No último dia 18, durante a sessão da 2ª Turma do Superior Tribunal de Justiça (STJ), o advogado Felipe Cavallazzi estava em excelente companhia enquanto aguardava seu processo ser chamado a julgamento pelo colegiado. Seu filho de 1 ano e 10 meses acompanhava, atento, as falas dos ministros. Sensível à situação, o presidente da turma ministro Mauro Campbell Marques invocou o Estatuto da Criança e do Adolescente (ECA) e a Constituição Federal para antecipar o julgamento do recurso, cujo pedido de preferência havia sido formulado por Felipe Cavallazzi.

A nobreza e sensibilidade do ministro Mauro Campbell, igualmente reverberadas pelos demais ministros da turma, repercutiu positivamente em todo cenário jurídico, sendo motivo para vários veículos de comunicação noticiarem o fato e enaltecerem a paternidade do advogado. Ele próprio, em suas redes sociais, ressaltou o fato de que o filho estava sob seus cuidados naquela semana e precisava trabalhar, o que motivou a conciliação entre as duas funções levando o lindo garotinho ao tribunal.

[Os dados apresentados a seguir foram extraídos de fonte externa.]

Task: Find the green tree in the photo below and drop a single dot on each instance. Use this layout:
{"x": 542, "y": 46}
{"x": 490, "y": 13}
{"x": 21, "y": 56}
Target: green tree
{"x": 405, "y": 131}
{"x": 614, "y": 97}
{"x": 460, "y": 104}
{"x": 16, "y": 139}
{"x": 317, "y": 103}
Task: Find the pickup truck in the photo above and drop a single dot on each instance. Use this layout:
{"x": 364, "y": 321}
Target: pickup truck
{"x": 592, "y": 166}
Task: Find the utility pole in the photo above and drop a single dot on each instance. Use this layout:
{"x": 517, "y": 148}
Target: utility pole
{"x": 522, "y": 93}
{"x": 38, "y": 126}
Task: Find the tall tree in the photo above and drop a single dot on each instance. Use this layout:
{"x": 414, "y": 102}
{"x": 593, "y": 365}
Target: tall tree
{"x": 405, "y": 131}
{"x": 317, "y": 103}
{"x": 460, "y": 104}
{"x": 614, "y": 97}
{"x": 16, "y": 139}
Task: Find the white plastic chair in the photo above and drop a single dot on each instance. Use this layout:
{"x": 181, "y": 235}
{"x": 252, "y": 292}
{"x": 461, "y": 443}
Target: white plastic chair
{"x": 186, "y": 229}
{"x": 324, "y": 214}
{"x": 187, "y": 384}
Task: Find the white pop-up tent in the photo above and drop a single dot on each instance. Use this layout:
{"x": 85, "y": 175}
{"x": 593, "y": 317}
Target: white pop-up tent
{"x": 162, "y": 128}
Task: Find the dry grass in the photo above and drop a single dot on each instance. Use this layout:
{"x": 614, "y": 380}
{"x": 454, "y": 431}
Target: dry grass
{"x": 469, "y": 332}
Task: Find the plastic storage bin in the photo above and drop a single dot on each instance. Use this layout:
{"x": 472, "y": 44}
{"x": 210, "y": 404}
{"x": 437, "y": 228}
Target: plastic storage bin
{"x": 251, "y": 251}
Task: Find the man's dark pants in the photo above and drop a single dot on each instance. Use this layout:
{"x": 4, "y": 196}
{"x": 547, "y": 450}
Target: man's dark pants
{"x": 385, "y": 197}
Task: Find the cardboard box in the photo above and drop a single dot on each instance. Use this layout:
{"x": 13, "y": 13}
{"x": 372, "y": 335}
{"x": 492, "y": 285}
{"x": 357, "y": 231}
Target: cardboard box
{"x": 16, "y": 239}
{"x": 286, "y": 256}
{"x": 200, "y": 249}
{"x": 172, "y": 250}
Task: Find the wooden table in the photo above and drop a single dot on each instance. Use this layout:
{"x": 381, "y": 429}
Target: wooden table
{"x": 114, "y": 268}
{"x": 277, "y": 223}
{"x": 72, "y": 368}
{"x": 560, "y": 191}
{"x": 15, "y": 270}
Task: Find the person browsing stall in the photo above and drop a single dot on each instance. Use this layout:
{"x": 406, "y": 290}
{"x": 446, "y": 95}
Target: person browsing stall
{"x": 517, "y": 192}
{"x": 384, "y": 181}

Por outro lado, os mesmos adjetivos empregados ao comportamento dos ministros do STJ infelizmente não podem ser estendidos aos desembargadores da 2ª Câmara Cível do Tribunal de Justiça do Amazonas (curiosamente tribunal de origem do ministro Mauro Campbell), em especial aos desembargadores Elci Simões que, durante sessão de julgamento, constrangeu a advogada Malu Borges, questionando sua ética profissional por ter feito sua sustentação oral e acompanhado o julgamento do caso com seu filho de colo que, vez e outra, emitia barulhinhos orais típicos de bebês muito pequenos, e Wellington Araújo, que, em contrariedade ao que determina a Lei 13.363/2016 (conhecida como Lei Júlia Matos), negou o pedido de preferência feito pela advogada para que pudesse realizar a sustentação oral antecipadamente.

As falas dos desembargadores merecem reprodução, como forte contraponto àquelas pronunciadas pelos ministros do STJ. Em resposta ao pedido de preferência, o desembargador Wellington Araújo respondeu: “Aí, a senhora tira a preferência dos demais. Os outros [advogados] vão acabar desistindo de fazer suas sustentações”, dando a entender que estariam todos em mesma situação. Iniciado o julgamento e após a sustentação oral, disse o desembargador Elci Simões: “[…] pedir para doutora Malu que… aí quebra o silêncio das sessões do tribunal, interferências outras na sala em que a senhora está. Isso prejudica os colegas. Não deixe que outras interferências, barulhos, venham atrapalhar nossa sessão porque é uma sessão no tribunal, não pode ter cachorro latindo, criança chorando. Se a senhora tiver uma criança, coloque no lugar adequado. São barulhos que tiram a nossa concentração. A senhora precisa ver a ética da advogada”.

Impossível não traçar comparações entre os acontecimentos no Superior Tribunal de Justiça e no Tribunal de Justiça do Estado do Amazonas. Há muitas camadas nos dois casos que devem ser objeto de reflexão. Concentrarei esforços em apenas duas delas. A primeira pode ser sintetizada pelos questionamentos: se no lugar de Malu Borges estivesse qualquer advogado (homem, gênero masculino), teria ele sido repreendido como foi a advogada? Teria sido a ele negado o pedido de preferência? Afinal de contas, a paternidade comove quando exercitada diante de nossos olhos. Mas por que tratamentos tão distintos?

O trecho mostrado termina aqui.